The waiter tilted the tray, spilling drinks on the screaming women at the table. Then he removed the bow tie, collar, cuffs and flung them on the table—stood defiantly unadorned before the women. One of the hefty men who oversaw the club intercepted him as he walked away. Near the edge of the stage, their angered voices tangled.
Then Normalyn saw:
A glittering form emerged from shadows beyond the wings and guided the muscular man away from the other’s wrath.
There was a roll of drums! A slick middle-aged man in a white tuxedo appeared within whirling lights on the stage: “Rusty Hills, your emcee, ladies and gentlemen! Welcome to A Night of Legends!” Rusty Hills promised “another spectacular entertainment” in the club’s Saturday Night
series: “And, remember, each night will feature a new legend! See them all come alive on our stage!”
There was dramatic music. Lights dimmed. Mingling became subdued.
“Our first legend, returning for her third week is . . . the princess of . . . love.” The last word was a throbbing amplified whisper. “Our beloved . . . Judy!”
Within drained light appeared a woman wearing a black top hat, a mock tuxedo cut high on her thighs, exposing sheer black tights. Squeezed clothes did not conceal her plump body as she sat with her legs crossed on a high stool and leaned back, miming the recorded voice of Judy Garland—which suddenly wrested all attention from her, silencing the audience:
A foggy day in London town
Had me low and had me down. . . .
The great voice held at the edge of despair, tilted over for a daring moment, and rose exultantly, conquering even this tawdry nightclub.

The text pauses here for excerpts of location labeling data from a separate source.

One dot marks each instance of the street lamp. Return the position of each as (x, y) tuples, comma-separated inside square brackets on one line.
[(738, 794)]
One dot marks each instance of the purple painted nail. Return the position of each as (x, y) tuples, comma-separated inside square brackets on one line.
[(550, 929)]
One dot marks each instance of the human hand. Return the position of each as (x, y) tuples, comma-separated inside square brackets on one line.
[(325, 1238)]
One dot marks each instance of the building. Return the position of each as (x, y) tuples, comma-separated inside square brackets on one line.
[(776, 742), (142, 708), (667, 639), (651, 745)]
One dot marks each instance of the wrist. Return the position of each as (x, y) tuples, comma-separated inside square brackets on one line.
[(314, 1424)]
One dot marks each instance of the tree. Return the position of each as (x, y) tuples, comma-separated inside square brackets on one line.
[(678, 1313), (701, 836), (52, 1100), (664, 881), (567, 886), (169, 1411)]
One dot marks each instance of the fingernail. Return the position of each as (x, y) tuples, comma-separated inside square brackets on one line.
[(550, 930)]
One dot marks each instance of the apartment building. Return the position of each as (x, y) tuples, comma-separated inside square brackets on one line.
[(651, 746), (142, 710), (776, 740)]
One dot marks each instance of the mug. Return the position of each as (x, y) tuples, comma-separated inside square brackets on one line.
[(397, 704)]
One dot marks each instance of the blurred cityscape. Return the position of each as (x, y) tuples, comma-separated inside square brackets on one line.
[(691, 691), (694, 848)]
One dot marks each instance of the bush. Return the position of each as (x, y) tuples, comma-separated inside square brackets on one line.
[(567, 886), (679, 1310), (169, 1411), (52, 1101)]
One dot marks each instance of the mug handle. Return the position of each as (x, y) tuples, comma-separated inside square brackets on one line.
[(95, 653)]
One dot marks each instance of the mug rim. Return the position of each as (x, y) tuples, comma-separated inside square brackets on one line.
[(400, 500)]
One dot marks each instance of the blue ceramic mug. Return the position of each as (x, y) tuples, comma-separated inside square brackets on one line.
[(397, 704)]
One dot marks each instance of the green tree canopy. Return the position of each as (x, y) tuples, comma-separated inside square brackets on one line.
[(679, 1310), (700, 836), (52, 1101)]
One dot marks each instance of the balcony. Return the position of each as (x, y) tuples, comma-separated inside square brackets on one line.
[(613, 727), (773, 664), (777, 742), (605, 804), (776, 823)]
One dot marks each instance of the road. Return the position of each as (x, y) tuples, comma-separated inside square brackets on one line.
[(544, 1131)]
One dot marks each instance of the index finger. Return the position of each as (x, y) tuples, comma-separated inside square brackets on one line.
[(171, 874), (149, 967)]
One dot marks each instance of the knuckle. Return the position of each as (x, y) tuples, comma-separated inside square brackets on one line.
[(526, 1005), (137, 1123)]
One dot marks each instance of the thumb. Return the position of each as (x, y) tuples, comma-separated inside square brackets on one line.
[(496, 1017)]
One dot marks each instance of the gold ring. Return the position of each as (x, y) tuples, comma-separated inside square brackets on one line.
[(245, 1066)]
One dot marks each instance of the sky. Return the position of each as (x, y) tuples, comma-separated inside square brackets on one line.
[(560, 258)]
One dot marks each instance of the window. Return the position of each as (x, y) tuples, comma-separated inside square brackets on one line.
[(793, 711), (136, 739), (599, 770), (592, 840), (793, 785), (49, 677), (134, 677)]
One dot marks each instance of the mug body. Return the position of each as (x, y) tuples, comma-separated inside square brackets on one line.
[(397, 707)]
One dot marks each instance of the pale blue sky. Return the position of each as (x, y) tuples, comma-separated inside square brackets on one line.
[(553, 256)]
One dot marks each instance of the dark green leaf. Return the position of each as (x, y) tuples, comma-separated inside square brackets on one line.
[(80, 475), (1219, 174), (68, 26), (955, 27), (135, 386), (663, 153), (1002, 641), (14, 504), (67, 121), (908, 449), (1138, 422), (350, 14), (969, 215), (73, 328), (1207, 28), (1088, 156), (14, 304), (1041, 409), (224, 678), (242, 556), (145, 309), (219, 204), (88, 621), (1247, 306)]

Normalyn closed her eyes, listening to the magical voice.
Suddenly there was laughter!
On the stage, the woman’s movements had slowly become a brutal exaggeration of the star’s. Her hands grasped, her body quivered as if electrified. She strutted, stumbled. The voice of Garland, triumphant and hurt, soared even over the laughter invited by the clowning performer.
This was the intention—ridicule! Normalyn realized as the audience continued to release yowls of readied laughter.
Shaking his head in pretended disbelief, Rusty Hills called after the performer as the voice of Garland faded; “We’ll never let you die, Judy!” And now he announced to the ladies and gentlemen: “The King himself! Elvis!”
Over the recorded voice of the singer, prepared squeals greeted a man with darkened sideburns. In a fringed gold and white outfit, he imitated the singer’s dynamic motions, one hand up, hips gyrating. Then lights blinked. When they steadied, the performer had grown fat with added padding. Exploding laughter could not drown the gospelly, soulful sensuality of Presley’s voice:
Don’t be cruel
To a heart that’s true. . . .
The audience encouraged panting, orgasmic thrustings: “Ugh! Ugh!”